Runtime ports are generated during init with bot-pattern filtering:

  • SSH TUN egress port
  • XHTTP inbound port
  • Reality inbound port

The generator avoids repeated digits, simple sequences, mirror-like patterns, and too-similar adjacent digits.

Generated Secrets

The SSH TUN transport keypair is generated automatically on the control side and materialized at:

  • .generated/egress/ssh/id_ed25519
  • .generated/egress/ssh/id_ed25519.pub

The Xray UUIDs, ports, and Reality keypair are generated automatically and materialized at:

  • .generated/ingress/state/

File transfer over SSH is configured with transfer_method = piped in ansible.cfg, so Ansible avoids relying on remote scp/sftp support.

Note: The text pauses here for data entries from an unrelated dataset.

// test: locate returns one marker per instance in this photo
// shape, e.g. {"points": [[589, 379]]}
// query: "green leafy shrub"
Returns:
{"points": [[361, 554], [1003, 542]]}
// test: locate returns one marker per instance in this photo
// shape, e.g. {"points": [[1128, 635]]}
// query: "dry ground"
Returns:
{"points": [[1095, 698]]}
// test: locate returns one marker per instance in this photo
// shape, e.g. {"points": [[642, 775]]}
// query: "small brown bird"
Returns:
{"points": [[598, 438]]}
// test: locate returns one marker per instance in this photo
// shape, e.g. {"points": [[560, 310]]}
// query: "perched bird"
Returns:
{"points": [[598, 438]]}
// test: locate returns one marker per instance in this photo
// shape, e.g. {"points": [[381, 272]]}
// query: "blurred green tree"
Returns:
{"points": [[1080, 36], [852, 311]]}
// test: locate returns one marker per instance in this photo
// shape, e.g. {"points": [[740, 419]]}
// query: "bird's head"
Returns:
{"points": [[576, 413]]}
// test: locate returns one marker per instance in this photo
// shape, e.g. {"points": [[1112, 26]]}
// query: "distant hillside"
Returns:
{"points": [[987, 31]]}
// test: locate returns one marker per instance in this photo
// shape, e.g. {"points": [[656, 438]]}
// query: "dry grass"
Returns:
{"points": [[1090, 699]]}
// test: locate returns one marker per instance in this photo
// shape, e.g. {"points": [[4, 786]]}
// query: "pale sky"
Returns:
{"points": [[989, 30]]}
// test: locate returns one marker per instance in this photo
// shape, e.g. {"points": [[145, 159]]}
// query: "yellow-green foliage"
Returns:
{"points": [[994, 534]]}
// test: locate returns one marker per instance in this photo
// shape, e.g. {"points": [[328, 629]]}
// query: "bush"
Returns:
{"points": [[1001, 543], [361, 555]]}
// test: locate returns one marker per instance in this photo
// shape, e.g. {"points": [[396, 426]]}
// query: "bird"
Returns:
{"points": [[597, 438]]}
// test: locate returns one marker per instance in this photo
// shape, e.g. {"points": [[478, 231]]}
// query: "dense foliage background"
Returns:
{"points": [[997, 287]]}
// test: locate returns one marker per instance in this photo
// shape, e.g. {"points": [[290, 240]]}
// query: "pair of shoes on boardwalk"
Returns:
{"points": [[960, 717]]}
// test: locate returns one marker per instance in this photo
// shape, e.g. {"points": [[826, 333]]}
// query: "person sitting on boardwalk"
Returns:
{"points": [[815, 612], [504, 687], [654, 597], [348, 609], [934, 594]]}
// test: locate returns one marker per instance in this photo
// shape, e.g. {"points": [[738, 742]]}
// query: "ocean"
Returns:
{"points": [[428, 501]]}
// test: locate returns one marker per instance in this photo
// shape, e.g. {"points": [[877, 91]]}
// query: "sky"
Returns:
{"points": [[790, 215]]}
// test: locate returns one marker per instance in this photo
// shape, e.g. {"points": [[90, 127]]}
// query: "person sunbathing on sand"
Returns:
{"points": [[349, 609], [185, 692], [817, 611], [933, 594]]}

These materialized files are an ephemeral working cache. The persistent source of truth is the encrypted Ansible Vault state under ~/.local/state/nitka/vault/secrets.env.vault.

Rotation

Rotate Xray client credentials and print new Shadowrocket-compatible links:

./run.sh --rotate xray

Rotate the internal SSH TUN transport keypair and redeploy both nodes:

./run.sh --rotate ssh-tun

Uninstall

Remove only this project from both nodes:

./run.sh --uninstall

This stops Compose only inside the configured project directories and removes:

  • ingress_remote_dir
  • egress_remote_dir
  • nitka-ingress-watchdog.service
  • nitka-ingress-watchdog.timer
  • nitka-os-updater.service
  • nitka-os-updater.timer
  • project Docker updater units

It does not stop or remove unrelated Docker containers.

System Base

The system_base role prepares each Debian node before deploying the stack:

  • configures Debian and Docker apt sources
  • installs Docker CE and the Docker Compose plugin
  • sets timezone to UTC
  • enables a kernel-aware nitka-os-updater.timer
  • enables a project-specific Docker updater timer

The Docker updater is service-aware:

  • external images are pulled explicitly
  • Xray and clash-rs use local aliases, local/xray-core:auto and local/clash-rs:latest
  • those aliases are retagged from the newest GitHub release whose tag matches vX.Y.Z
  • build services are rebuilt only when their base image changed or the service image is missing
  • build services use docker compose build --pull --no-cache
  • services are recreated one by one with docker compose up -d --no-deps --no-build --force-recreate
  • health is checked after each rollout
  • previous image IDs are retagged for rollback if rollout fails
  • image and builder pruning happens only after a successful rollout

Ingress updater cascade:

  • ssh_tun_client change recreates clashrs and xray
  • clashrs change recreates xray

Egress updater cascade:

  • ssh_tun_server change recreates unbound

This avoids stale Docker network namespaces for services using network_mode: service:*.

Current caveats

  • The SSH TUN transport is the current validated transport path.
  • Some service families, especially Google and OpenAI, are still routed mainly by domains rather than by complete public IP coverage.

Transport Layer

The reserved transport role namespace is:

roles/transports/ssh_tun/

The current SSH TUN implementation lives in this role. It is attached from the playbooks with:

roles:
  - role: transports/ssh_tun
    vars:
      ssh_tun_endpoint: server
  - egress

and:

roles:
  - role: transports/ssh_tun
    vars:
      ssh_tun_endpoint: client
  - ingress

About

A two-node toolkit for whitelist-based proxy routing without full-tunnel VPN mode.